Remember, these were people who had actively chosen to attend a webinar on Google Analytics – if they didn’t know how many visitors their website saw what does that imply about other stakeholders in professional services firms?
The highest awareness of visitor numbers was for professional services firms in North America (53% knew), followed by Australia (39%), followed by Asia (28%).
c) Skillset availability
Google Analytics, which has to work for ecommerce websites selling baby food along with professional services firms’ websites, is lowest common denominator. It’s more a tracking and reporting framework – a bit like Excel only becomes useful when you build a financial model corresponding to your firm’s commercial imperatives and metrics.
To build friendly and useful website analytics reporting, professional services firms really need to:
- add additional data to default GA metrics such as high value activities or push in names of companies visiting your firm and ideally make small website tweaks too
- build reporting structured specifically for professional services firms (which are not ecommerce companies) and learn one of a number of platforms designed to facilitate visual reporting
- be knowledgeable about the pros and cons of individual Google Analytics metrics in different situations (of which there are dozens), and implement appropriate data hygiene measures (garbage in = garbage out)
Both the platform and tracking need to be updated and staff succession issues managed as your website and Google Analytics itself changes over time – a rule of thumb in software projects being that 80% of costs are maintenance related.
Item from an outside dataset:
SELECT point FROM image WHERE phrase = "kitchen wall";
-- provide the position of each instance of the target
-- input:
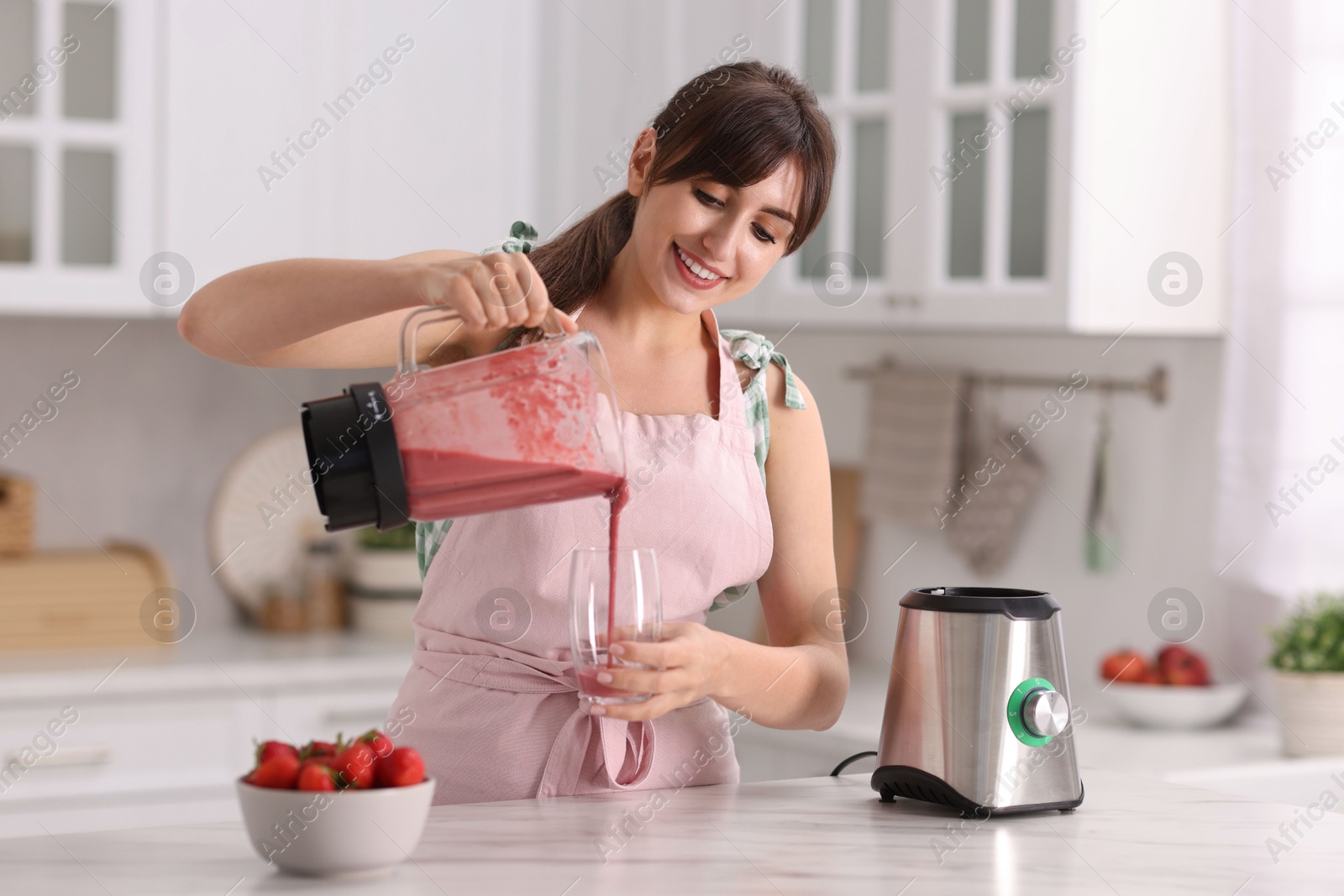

And some coding is required – with javascript and regex near the top the list of skills and a data analyst’s salary sitting at around $78k USD pa.
d) Turnkey SAAS solutions for website analytics for professional services firms
Because there’s lower awareness of both the opportunities and skillsets required for effective website analytics, buy versus build business case analysis isn’t always done properly for website analytics projects. And often firms simply won’t be aware that website analytics software-as-a-service solutions like Magnifirm’s exist.
This leads to an outcome like the early 90s when many law firms were building their own wordprocessing integrations for Microsoft Word or WordPerfect (now replaced by vendor-supplied document management systems).
5. Options to learn more
a) Get a free analytics reporting template built for your own website
Drop us an email with your website address or call us and we’ll build a reporting template specifically for your own website at no charge (we don’t need access to the data).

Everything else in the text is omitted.